It's probably a stupid question but I have to ask :
Let's say somebody eats 3000 kcal a day. Only healthy food with proteins, fats and carbs. This person switch to a diet where he still eats 3000 kcal but only proteins and fats. Will that person see any differences in his body composition after a few weeks? He is going to see a change in his weight and/or BF% (because of the ketosis maybe)?
In other words : when your calories intake stay the same are all macronutrients equal for your body composition?
Very difficult question to answer and is probably one of the greatest questions (I'd like to see what CT has to say). And Jehovah's witness, if we only take into account TEF, then the diet with both carbohydrates and fats (assuming equal amount of "energy" nutrients in both diets) will cost more calories to digest, however there are many other variables to take into account.
Carbs make you hold water. Each gram of carbs stored in your body will bring 2.7g of water along with it. A 200lbs bodybuilder can store roughly 500g of carbs in his body, 500g + 500gx2.7 = 1850g or 1.85kg (4lbs). So right off the bat, if you stop eating carbs you will lose a lot of that stored water and carbs.
Insulin is the main storage hormone. The higher it goes, the more energy you store. Carbs are 100% insulinogenic, protein are around 50% insulinogenic fats are 0-10%. Without carbs it is harder to store nutrients either in the muscle or as body fat.

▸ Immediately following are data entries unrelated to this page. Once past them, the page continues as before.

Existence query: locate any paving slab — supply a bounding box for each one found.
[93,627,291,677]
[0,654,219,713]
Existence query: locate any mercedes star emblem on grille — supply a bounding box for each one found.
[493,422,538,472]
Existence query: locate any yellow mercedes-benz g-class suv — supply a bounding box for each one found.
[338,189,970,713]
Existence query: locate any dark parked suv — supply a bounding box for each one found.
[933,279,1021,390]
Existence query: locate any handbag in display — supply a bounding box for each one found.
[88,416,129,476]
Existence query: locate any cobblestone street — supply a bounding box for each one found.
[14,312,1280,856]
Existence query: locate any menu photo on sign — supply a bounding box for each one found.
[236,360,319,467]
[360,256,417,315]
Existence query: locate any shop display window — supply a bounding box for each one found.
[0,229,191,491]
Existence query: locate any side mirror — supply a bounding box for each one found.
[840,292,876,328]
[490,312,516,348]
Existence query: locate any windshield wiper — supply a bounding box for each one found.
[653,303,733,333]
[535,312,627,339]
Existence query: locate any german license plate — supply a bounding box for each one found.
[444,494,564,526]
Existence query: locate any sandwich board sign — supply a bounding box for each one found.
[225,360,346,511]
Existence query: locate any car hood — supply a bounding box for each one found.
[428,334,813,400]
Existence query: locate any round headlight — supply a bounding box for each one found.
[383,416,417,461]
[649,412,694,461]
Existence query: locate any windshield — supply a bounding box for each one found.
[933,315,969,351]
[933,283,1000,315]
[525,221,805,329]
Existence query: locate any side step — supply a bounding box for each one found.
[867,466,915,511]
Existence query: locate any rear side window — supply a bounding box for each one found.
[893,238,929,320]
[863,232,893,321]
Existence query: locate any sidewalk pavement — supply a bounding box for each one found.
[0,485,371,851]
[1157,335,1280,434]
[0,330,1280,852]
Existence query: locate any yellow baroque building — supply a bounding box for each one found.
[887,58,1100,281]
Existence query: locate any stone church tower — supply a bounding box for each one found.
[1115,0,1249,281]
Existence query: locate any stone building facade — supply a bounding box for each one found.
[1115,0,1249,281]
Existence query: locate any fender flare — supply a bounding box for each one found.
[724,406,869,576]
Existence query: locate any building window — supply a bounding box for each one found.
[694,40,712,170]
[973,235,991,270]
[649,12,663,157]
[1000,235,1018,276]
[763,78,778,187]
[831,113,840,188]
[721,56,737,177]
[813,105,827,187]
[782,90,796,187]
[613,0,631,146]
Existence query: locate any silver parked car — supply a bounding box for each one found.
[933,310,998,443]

Protein costs more calories to digest that carbs (or fat) so a higher proportion of protein = more calories burned simply from digestion.

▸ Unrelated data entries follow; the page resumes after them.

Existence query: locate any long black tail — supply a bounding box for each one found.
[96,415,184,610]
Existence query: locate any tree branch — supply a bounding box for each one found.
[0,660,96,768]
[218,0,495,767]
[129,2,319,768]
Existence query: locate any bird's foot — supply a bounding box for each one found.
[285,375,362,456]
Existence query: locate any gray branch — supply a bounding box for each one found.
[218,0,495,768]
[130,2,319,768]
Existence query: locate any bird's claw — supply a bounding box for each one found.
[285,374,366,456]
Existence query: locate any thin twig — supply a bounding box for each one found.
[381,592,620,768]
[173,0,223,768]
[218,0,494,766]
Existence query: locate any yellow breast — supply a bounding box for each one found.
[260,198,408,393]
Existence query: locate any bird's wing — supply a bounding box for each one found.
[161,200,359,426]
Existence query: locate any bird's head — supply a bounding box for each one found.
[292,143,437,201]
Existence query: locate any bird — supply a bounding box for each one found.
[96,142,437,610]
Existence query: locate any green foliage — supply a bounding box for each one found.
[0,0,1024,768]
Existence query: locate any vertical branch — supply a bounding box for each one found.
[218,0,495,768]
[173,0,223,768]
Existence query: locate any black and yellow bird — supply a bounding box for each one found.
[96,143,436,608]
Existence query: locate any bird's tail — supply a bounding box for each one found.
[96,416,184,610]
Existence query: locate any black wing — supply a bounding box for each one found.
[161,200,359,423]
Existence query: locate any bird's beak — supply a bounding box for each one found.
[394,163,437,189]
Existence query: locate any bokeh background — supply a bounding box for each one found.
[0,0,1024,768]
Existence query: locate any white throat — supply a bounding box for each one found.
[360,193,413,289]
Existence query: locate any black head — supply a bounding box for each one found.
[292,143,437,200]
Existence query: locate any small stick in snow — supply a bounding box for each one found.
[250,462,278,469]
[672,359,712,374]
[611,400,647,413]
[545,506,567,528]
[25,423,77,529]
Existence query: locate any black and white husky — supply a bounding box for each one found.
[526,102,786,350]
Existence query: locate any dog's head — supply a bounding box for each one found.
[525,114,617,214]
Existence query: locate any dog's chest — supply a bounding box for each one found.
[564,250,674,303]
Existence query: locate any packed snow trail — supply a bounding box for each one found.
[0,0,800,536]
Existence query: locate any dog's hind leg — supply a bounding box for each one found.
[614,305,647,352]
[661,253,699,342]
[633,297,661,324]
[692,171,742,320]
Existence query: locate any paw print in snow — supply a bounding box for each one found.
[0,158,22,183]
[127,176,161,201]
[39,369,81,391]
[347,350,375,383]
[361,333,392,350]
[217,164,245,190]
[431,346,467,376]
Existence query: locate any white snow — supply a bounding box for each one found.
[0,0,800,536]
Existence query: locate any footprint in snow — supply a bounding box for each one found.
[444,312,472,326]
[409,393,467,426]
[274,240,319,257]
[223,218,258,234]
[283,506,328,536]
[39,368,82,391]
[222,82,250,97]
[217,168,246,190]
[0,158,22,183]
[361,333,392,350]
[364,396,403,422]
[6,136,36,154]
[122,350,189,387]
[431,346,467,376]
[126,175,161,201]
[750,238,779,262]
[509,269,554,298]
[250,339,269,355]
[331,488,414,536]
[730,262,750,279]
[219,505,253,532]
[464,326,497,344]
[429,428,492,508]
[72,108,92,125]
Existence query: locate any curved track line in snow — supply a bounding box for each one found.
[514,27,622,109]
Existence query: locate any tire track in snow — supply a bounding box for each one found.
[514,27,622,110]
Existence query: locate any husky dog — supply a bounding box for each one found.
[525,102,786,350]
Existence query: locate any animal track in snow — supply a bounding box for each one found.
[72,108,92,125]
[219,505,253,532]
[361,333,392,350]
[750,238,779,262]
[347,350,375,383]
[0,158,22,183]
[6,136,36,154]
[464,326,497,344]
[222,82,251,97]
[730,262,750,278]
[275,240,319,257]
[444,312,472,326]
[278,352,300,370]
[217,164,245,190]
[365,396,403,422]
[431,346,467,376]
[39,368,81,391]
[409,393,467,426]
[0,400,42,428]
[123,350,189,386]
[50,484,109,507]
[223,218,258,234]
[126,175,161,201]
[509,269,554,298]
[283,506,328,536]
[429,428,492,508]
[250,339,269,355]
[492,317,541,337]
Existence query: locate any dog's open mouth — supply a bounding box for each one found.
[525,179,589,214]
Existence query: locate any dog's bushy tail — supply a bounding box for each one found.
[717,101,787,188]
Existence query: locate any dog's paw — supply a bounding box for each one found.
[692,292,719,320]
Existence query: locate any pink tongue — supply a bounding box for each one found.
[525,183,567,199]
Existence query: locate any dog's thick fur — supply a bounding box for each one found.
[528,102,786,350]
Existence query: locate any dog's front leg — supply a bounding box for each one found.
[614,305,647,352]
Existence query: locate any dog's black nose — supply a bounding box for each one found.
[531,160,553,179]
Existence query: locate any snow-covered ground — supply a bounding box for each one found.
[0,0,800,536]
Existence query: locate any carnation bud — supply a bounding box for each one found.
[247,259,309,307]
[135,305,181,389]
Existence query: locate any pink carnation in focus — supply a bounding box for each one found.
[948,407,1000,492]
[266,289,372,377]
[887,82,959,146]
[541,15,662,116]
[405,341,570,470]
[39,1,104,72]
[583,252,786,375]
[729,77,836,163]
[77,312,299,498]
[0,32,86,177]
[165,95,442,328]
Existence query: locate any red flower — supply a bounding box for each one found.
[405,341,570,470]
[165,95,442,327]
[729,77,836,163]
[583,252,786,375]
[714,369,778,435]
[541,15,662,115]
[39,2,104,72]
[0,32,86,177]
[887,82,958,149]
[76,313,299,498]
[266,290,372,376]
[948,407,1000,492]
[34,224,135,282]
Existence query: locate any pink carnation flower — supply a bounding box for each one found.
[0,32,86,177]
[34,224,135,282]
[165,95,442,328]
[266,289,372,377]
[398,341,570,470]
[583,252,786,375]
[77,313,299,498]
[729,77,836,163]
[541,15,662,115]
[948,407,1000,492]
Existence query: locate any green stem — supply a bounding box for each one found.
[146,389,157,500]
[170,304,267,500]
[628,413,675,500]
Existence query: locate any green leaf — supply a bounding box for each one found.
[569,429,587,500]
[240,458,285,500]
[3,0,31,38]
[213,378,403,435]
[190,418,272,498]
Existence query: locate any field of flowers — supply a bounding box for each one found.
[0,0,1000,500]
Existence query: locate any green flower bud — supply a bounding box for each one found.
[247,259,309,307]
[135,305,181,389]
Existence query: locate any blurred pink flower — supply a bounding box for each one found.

Dude, hell yea they offer a huge metabolic advantage, especially for those with poor insulin resistance. If insulin is the main "fat storage" hormone, and you keep insulin levels to a minimum, you prime your body to use fat (stored bodyfat, and fats eaten throughout the day) for energy.
As far as your last statement, no offence, it's completely absurd! Carbs in a traditional diet serves as the main energy source. Without carbs, your body will be forced to swith to fat as long as your protein/fat ratios are correct. Its that simple. By the way, Where did you hear/ retrieve this information from?
2) when total calorie and protein intakes are matched, ketogenic diets offer NO measurable advantage over non-ketogenic diets.
3) my last statement isn't completely absurd. ingested dietary fat can and WILL be stored as bodyfat in the presence of a caloric surplus, even in the total absence of insulin.
J Lipid Res. 1989 Nov;30(11):1727-33. Links Metabolic response of Acylation Stimulating Protein to an oral fat load.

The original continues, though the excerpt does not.